Multiple biomarkers sensing performance of EG-FET

To achieve high sensitivity and selectivity in detecting lactate, glucose, Na+, K+, and Ca2+, the FPCB electrodes were electrochemically modified. Fig. 3A demonstrates the process of signal transduction during the measuring of enzyme-based electrodes.** PB on the EG detects the target analytes by measuring the levels of H2O2 generated during the aerobic redox reactions of glucose or lactate. In this process, Prussian white (PW), the reduced form of PB, reactions with H2O2 and is oxidized to PB. PB then gains electrons from the EG and converts back into PW, allowing the reaction to proceed cyclically. This process induces a change in the potential (φ) at the EG interface. In this process, the reaction of target analytes increases the gate potential and changes the output current of the FET. This demonstrates the feasibility of using EGFETs for the quantitative analysis of lactate or glucose concentrations. According to Kirchhoff's voltage law, the voltage between the FET gate and source (VGS) is a function of the applied reference electrode voltage (Vref) and the junction potential (φ). Consequently, the effective threshold voltage of the EGFET can be expressed as a function of φ.

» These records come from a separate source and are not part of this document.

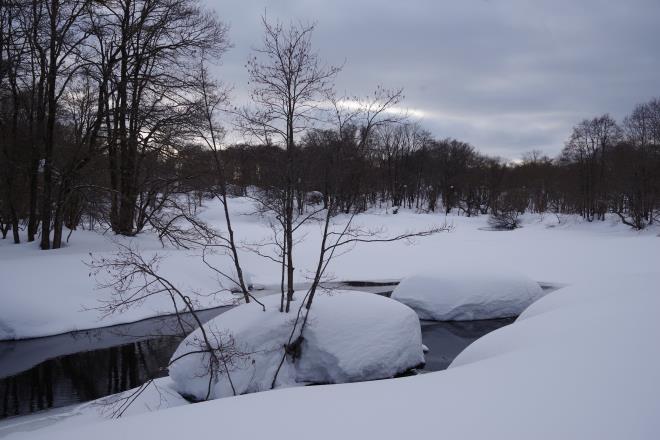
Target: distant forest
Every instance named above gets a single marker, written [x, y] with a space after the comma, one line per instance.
[108, 116]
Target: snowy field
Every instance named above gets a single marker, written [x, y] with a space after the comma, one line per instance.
[45, 293]
[581, 362]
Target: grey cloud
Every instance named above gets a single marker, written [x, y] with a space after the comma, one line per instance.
[507, 76]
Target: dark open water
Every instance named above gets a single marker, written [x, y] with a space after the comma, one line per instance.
[56, 371]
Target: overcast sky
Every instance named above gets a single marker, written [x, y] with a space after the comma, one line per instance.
[508, 76]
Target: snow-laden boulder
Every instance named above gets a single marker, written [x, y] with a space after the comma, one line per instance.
[350, 336]
[463, 296]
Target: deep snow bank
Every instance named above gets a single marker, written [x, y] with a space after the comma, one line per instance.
[350, 336]
[461, 295]
[581, 363]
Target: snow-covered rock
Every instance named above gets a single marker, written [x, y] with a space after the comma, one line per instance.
[462, 296]
[350, 336]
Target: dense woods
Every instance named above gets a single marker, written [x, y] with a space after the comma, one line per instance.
[105, 123]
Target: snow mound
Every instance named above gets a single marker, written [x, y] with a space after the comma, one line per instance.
[461, 296]
[350, 336]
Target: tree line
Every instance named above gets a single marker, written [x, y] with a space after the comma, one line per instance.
[108, 116]
[604, 167]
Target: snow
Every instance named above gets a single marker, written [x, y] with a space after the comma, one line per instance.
[544, 250]
[158, 395]
[581, 362]
[467, 295]
[350, 336]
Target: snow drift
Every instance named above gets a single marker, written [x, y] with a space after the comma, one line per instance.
[350, 336]
[462, 296]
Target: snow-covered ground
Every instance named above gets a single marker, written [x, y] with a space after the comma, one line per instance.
[583, 362]
[45, 293]
[349, 337]
[467, 295]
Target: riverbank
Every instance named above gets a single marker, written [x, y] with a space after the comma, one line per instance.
[543, 249]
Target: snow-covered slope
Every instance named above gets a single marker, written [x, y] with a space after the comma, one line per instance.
[350, 336]
[467, 295]
[543, 250]
[581, 363]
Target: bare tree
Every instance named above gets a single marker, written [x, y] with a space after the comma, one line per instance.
[289, 84]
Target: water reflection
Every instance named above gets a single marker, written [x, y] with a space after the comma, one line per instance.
[84, 376]
[76, 367]
[446, 339]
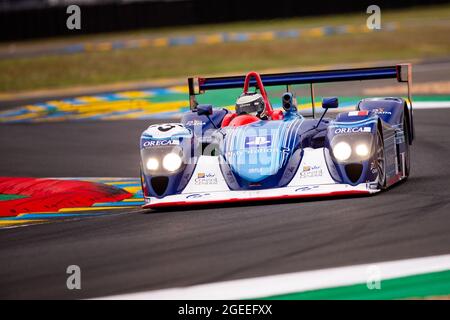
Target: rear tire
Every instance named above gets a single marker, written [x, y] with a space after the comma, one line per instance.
[380, 161]
[407, 152]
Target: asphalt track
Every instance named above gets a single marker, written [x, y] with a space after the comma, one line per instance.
[143, 250]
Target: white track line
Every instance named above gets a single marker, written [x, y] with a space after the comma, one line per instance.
[431, 105]
[295, 282]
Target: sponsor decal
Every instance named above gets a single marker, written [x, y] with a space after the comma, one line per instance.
[261, 141]
[353, 130]
[358, 113]
[196, 195]
[155, 143]
[311, 172]
[195, 123]
[381, 111]
[205, 179]
[373, 167]
[306, 188]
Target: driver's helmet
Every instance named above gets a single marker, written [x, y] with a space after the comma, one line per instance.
[250, 103]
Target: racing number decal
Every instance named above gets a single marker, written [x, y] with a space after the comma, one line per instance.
[166, 127]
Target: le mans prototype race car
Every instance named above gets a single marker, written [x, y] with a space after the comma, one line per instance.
[258, 153]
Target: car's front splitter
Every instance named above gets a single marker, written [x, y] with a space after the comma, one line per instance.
[309, 191]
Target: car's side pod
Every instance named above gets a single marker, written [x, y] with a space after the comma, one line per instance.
[391, 110]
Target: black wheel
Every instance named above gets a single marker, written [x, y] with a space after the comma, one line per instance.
[407, 155]
[380, 161]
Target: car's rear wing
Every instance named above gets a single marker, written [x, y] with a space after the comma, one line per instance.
[401, 72]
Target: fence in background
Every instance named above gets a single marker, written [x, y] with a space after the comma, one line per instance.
[115, 16]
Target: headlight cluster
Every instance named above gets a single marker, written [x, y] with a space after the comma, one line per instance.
[171, 162]
[342, 150]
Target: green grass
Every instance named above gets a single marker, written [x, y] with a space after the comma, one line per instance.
[422, 33]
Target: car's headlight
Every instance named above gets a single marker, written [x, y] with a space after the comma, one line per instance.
[152, 164]
[172, 162]
[362, 150]
[342, 151]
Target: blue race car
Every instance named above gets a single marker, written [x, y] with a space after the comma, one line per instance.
[259, 153]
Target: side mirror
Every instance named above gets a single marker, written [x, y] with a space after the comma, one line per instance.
[330, 103]
[288, 101]
[204, 110]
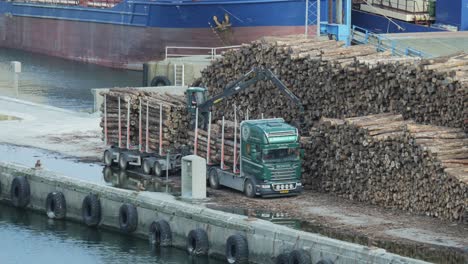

image file: d5lc00162e-f3.tif
Fig. 3 Characterization of the EGFET enzymatic and ion sensors. (A) Schematic diagram of the reaction on the enzyme sensor (EG) and its effect on the FET gate. PB, Prussian blue. (B) IDVG curves at different glucose concentrations, with the enlarged curve plot (inset) of the initial turn-on phase. (C) Linear fitted curve of ΔVTHversus the concentration of glucose. (D) IDVG curves at different lactate concentrations, with the enlarged curve plot (inset) of the initial turn-on phase. (E) Linear fitted curve of ΔVTHversus the concentration of lactate. (F) Diagram illustrating the principle of ion-specific binding on the EG electrode surface and its effect on the gate. PEDOT:PSS, poly(3,4-ethylenedioxythiophene) polystyrenesulfonate; ISM, ion-selective membrane; PVC, polyvinyl chloride. IDVG curves and the enlarged curve plots (insets) of the initial turn-on phase at different concentrations of (G) Na+, (I) K+ and (K) Ca2+. Linear calibration curve of ΔVTHversus the concentration of (H) Na+, (J) K+, (L) Ca2+.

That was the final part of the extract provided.